L’analisi minuziosa delle scene riportate nella decorazione della sala di Giuseppe, le favole morali di Esopo, le grottesche e le scene di vita quotidiana, è condotta dalle autrici tramite lo studio e il raffronto con l’iconografia, la simbologia cristiana e non solo, i testi biblici e classici di riferimento selezionati dai Santacroce, in un sistema di rimandi e significati complementari tra le diverse pareti.
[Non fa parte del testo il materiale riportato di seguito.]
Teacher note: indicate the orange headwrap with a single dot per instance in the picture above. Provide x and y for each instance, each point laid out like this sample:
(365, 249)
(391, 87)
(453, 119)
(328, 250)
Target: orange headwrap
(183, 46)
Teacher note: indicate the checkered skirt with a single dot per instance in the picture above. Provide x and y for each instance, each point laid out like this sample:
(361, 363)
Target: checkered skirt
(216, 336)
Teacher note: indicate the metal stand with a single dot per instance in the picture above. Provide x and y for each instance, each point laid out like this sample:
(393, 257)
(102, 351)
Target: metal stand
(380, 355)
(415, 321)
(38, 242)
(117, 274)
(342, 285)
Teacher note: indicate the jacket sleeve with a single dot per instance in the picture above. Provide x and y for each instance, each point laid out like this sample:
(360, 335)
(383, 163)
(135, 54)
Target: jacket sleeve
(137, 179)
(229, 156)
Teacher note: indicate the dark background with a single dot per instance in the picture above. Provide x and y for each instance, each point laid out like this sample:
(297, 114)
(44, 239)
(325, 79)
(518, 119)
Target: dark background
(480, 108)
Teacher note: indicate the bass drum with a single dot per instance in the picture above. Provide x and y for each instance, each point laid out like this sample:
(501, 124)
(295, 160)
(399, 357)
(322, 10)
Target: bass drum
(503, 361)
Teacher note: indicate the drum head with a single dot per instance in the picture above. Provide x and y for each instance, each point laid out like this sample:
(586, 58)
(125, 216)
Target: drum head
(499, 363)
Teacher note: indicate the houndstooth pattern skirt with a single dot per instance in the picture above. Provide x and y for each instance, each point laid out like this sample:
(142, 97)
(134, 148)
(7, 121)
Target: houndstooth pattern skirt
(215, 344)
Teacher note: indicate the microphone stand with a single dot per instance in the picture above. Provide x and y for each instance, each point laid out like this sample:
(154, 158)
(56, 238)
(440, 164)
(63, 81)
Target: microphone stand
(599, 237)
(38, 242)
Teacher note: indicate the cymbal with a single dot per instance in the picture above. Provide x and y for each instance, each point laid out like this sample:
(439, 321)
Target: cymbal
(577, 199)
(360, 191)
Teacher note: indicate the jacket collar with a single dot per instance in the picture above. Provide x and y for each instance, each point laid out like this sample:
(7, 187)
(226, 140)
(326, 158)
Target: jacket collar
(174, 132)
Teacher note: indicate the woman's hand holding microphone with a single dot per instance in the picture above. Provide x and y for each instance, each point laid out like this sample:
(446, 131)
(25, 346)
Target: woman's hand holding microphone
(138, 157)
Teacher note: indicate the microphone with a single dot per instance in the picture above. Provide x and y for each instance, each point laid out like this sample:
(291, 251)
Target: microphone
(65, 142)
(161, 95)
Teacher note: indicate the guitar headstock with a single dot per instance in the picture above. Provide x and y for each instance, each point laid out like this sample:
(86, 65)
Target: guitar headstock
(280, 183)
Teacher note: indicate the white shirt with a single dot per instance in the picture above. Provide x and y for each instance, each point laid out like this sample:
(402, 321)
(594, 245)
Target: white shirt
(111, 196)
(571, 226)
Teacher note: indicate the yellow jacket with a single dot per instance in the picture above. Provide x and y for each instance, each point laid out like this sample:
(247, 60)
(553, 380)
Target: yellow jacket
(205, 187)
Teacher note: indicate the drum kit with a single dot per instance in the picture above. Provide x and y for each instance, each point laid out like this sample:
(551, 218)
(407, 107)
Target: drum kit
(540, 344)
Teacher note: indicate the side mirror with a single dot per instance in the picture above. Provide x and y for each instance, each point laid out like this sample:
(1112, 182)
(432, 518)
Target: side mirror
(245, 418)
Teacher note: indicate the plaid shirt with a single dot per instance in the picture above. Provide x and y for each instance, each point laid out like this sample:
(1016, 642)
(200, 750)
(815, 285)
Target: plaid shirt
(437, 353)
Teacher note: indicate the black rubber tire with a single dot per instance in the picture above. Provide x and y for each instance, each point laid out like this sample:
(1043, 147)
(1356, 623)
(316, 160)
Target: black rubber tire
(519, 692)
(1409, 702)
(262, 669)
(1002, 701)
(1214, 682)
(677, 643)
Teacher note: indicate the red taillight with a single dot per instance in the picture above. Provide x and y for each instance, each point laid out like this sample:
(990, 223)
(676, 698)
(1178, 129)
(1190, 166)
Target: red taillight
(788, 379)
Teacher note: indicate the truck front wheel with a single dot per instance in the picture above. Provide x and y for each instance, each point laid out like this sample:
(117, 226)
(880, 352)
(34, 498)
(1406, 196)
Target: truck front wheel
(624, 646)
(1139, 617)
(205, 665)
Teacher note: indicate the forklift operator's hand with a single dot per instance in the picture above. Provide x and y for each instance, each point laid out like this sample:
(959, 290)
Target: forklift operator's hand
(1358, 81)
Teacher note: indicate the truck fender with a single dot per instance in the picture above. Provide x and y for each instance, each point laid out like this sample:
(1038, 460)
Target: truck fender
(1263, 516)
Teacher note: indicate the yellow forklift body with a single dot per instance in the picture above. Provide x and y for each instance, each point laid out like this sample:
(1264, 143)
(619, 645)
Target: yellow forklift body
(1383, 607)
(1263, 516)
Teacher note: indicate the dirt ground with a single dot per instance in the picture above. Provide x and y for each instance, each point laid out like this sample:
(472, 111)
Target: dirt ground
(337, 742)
Molti sono i temi affrontati negli affreschi che mirano a descrivere l’esemplare condotta morale nelle avversità (il labirinto) del cammino della vita (dalla nascita rappresentata dall’uovo, alla morte simboleggiata dalla sepoltura) al fine di raggiungere la Verità (divina e laica nella sua accezione umanistica): il perdono e la salvezza (il pellicano); il Bene e il Male; le qualità e le virtù, come la fermezza e la stabilità (la canna e il ramo di ulivo, la roccia e i venti o il Cavaliere).
Ecco che ogni singola immagine s’incardina, risponde o si collega all’altra in un programma decorativo ad alto valore educativo, dove Giorgio Santacroce non dimentica di nobilitarsi attraverso una pretesa «romanità», e di presentarsi come Signore al pari dei Medici, abili diplomatici e mecenati, mutuandone le Imprese. Proprio nei brani dedicati alla vita quotidiana oriolese (il forno), resta traccia del modello di «buon governo» a beneficio dei coloni attuato da Giorgio III.